Got to be the most expensive one I've seen, would be interesting to know what it goes for.


----------



## Fab Foodie (4 Oct 2014)

Offers: £200!

Go spin!


----------



## Drago (4 Oct 2014)

It's a smart bike, but there ain't no shortage of them out there. Methinks they're gonna be disappointed.


----------



## MontyVeda (4 Oct 2014)

she's a beauty!


----------



## Dirtyhanz (4 Oct 2014)

That's amazing if it was green I would pay it but do love it wife would kill me


----------



## EltonFrog (6 Oct 2014)

Didn't sell, relisted.


----------



## roadrash (7 Oct 2014)

and another vintage bargain @CarlP @Fab Foodie @Dirtyhanz @GarryG 

http://www.ebay.co.uk/itm/VINTAGE-1...1443606648?pt=UK_Bikes_GL&hash=item1c469a6078


----------



## JoeyB (7 Oct 2014)

When I was younger I used to rock around the estate on a shopper type bike. It was one of the smoothest rides i ever had lol. Some bugger pinched it but luckily I spotted it outside the local drug dealers house so I pinched it back! 

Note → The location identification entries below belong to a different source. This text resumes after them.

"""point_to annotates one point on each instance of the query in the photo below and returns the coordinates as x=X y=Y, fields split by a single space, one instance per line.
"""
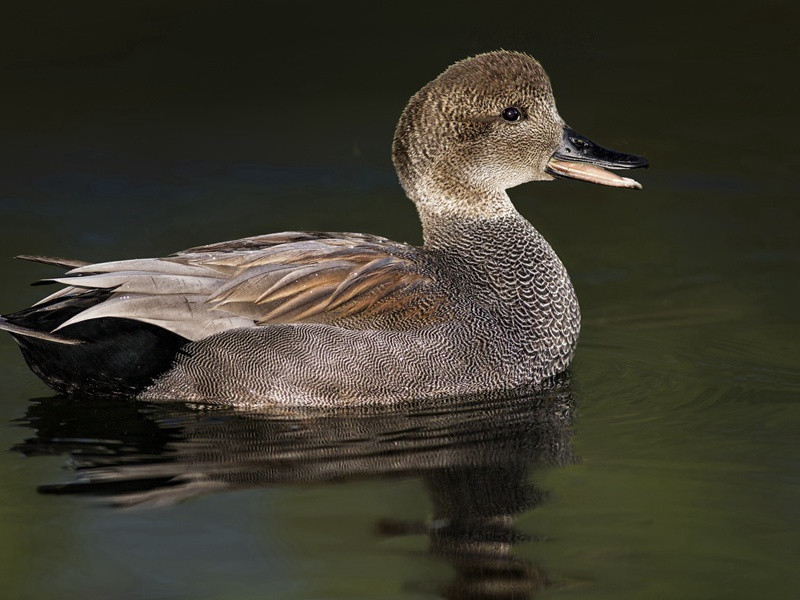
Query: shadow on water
x=475 y=456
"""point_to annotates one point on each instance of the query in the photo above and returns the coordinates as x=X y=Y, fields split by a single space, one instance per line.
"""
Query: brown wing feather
x=353 y=280
x=295 y=277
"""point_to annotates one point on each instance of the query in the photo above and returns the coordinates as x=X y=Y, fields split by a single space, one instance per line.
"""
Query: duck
x=334 y=319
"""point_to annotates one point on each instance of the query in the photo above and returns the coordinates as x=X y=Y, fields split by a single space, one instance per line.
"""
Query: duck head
x=486 y=124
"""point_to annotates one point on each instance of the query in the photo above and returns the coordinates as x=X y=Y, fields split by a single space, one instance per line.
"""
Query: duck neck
x=505 y=265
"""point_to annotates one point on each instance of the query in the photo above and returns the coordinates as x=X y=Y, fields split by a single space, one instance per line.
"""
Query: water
x=667 y=467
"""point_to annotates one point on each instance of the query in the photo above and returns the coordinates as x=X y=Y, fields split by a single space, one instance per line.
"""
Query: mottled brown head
x=486 y=124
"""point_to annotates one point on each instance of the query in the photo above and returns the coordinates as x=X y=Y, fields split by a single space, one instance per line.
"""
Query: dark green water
x=668 y=467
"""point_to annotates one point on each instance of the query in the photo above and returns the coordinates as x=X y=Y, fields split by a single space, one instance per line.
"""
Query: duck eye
x=512 y=113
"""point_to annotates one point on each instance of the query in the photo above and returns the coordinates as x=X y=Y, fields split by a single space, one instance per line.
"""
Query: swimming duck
x=343 y=318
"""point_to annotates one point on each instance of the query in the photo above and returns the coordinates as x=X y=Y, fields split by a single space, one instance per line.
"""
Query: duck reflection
x=475 y=455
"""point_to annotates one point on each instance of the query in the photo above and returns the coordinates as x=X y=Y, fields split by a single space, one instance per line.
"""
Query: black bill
x=578 y=157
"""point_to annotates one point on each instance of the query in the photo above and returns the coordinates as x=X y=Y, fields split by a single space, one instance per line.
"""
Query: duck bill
x=578 y=157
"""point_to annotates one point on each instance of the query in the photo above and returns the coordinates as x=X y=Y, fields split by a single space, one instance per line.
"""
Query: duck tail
x=15 y=330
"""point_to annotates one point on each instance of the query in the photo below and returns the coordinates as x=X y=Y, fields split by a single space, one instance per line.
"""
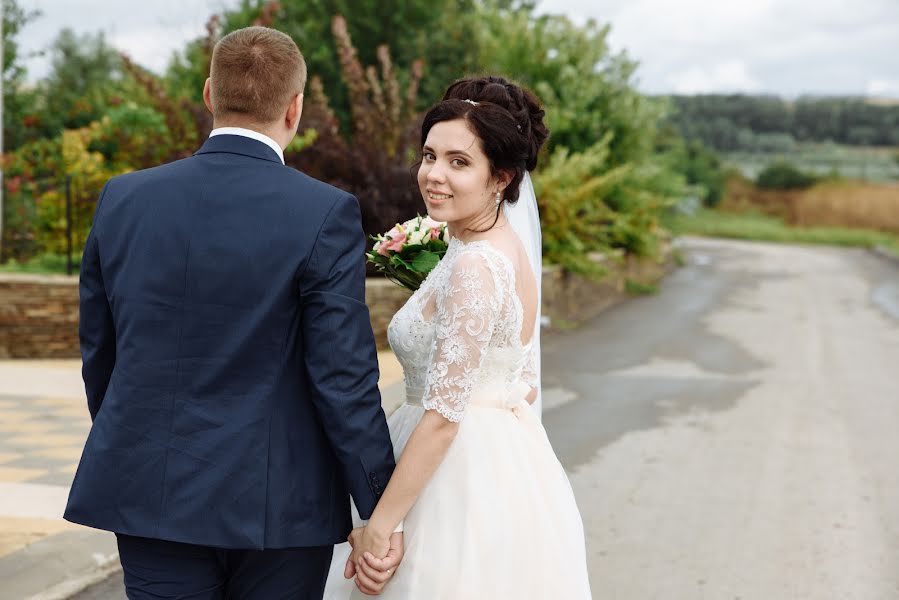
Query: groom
x=229 y=362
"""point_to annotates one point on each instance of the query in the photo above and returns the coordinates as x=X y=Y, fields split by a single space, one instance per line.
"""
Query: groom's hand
x=373 y=573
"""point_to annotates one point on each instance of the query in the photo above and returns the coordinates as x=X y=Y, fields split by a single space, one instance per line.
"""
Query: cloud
x=883 y=88
x=729 y=76
x=788 y=47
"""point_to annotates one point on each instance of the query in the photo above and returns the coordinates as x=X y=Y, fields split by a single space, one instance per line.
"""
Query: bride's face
x=454 y=176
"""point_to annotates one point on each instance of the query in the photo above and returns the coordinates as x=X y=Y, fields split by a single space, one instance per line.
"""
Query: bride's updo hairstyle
x=505 y=117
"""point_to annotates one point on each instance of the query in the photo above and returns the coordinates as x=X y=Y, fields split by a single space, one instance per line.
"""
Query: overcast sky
x=787 y=47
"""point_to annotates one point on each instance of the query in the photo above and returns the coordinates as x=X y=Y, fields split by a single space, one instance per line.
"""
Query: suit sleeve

Ah I miss the council treaders.


----------



## roadrash (5 Nov 2014)

@CarlP , its now on gumtree for £150
http://www.gumtree.com/p/bicycles/vintage-raleigh-shopper-bike-retro-bike-shop-display/1087555376

and only half an hour away from me , but i am under threat from mrs RR , and i am rather attatched to my testicles


----------



## EltonFrog (5 Nov 2014)

roadrash said:


> @CarlP , its now on gumtree for £150
> http://www.gumtree.com/p/bicycles/vintage-raleigh-shopper-bike-retro-bike-shop-display/1087555376
> 
> and only half an hour away from me , but i am under threat from mrs RR , and i am rather attatched to my testicles



G'waaaan buy it, bollix no good to you at your age anyway.


----------



## roadrash (5 Nov 2014)

Ahem... they still work fine, thank you very much.... no room in the stable though,


----------



## roadrash (14 Nov 2014)

@CarlP @Fab Foodie @Dirtyhanz @GarryG

this has to be the best original one i have seen for a long time, stunning.

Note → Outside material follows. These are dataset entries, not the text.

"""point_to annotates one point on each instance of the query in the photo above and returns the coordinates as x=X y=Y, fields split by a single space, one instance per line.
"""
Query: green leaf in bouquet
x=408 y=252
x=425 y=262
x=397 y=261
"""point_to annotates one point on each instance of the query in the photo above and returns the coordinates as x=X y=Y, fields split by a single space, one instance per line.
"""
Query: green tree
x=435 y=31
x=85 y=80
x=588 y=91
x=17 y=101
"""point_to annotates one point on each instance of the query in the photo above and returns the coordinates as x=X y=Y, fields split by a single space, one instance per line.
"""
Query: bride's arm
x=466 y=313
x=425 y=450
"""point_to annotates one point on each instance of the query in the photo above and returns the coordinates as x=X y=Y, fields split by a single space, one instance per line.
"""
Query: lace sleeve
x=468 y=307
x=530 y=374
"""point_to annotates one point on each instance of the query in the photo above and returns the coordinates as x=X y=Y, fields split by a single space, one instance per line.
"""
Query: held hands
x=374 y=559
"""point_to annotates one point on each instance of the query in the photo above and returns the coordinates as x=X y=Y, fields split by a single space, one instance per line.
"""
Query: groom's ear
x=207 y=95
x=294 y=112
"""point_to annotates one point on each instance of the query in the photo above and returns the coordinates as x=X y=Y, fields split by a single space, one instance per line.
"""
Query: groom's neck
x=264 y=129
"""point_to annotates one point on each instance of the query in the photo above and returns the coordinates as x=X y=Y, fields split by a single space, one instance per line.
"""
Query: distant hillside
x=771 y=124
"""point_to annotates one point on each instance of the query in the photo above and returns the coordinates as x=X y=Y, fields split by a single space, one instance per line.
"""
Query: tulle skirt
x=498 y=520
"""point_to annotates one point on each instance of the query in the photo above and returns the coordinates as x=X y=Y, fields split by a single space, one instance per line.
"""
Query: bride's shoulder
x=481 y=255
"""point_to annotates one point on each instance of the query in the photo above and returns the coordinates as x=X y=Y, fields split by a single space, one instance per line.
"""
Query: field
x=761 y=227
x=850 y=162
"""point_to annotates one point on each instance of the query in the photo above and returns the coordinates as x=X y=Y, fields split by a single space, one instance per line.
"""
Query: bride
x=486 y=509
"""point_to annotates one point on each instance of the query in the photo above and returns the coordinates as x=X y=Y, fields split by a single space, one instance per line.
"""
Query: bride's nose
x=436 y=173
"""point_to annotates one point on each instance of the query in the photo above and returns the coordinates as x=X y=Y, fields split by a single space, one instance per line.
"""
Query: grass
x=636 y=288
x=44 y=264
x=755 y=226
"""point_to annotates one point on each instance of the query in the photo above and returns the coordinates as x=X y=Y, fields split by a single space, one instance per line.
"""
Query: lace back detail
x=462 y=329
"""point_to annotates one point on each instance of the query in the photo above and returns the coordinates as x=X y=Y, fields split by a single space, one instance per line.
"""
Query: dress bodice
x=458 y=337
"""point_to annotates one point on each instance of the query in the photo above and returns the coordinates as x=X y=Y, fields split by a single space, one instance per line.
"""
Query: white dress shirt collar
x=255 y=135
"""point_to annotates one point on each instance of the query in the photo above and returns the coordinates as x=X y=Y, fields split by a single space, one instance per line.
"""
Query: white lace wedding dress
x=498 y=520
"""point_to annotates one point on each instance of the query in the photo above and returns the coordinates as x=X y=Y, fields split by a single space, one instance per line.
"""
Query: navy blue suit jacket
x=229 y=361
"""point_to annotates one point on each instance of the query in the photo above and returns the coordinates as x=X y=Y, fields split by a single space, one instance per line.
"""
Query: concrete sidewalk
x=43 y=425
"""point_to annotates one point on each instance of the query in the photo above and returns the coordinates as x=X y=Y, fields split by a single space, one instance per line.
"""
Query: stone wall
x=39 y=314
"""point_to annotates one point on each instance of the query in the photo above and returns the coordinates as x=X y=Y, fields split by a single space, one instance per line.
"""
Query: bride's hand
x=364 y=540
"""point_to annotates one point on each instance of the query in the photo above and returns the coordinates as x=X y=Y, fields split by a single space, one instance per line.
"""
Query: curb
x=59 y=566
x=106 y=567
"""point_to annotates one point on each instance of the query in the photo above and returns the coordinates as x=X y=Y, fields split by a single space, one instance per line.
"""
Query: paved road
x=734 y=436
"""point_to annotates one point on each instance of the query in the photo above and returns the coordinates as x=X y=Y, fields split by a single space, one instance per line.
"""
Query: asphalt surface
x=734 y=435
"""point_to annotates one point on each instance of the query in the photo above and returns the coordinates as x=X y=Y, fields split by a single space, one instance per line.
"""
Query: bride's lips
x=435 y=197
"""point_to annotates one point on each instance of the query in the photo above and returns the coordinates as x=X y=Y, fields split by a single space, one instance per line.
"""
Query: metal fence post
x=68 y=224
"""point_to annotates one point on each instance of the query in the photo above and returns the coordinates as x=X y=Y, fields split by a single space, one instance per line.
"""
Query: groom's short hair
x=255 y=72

http://www.ebay.co.uk/itm/RALEIGH-S...1493438846?pt=UK_Bikes_GL&hash=item418a51017e


----------



## EltonFrog (14 Nov 2014)

roadrash said:


> @@CarlP @@Fab Foodie @@Dirtyhanz @@GarryG
> 
> this has to be the best original one i have seen for a long time, stunning.
> 
> http://www.ebay.co.uk/itm/RALEIGH-S...1493438846?pt=UK_Bikes_GL&hash=item418a51017e



Very smart.

You've got to many @'s before each name


----------



## roadrash (14 Nov 2014)

CarlP said:


> Very smart.
> 
> You've got to many @'s before each name



my keyboards possessed, now sorted


----------



## GarryG (15 Nov 2014)

....and at a very reasonable starting price, instead of the ridiculous buy it now prices others have.


----------



## fossyant (15 Nov 2014)

roadrash said:


> Ahem... they still work fine, thank you very much.... no room in the stable though,



Ohh maybe I should get one, mine don't work at all anymore  so not much the missus could do to me !


----------



## roadrash (15 Nov 2014)

fossyant said:


> Ohh maybe I should get one, mine don't work at all anymore  so not much the missus could do to me !



go on.....you you know you want to ,.... remember , wives work in mysterious ways


----------



## GarryG (16 Nov 2014)

A friend of mine has just finished a minimal cost restoration one, here's a link.... https://www.facebook.com/groups/1540466029527601/


----------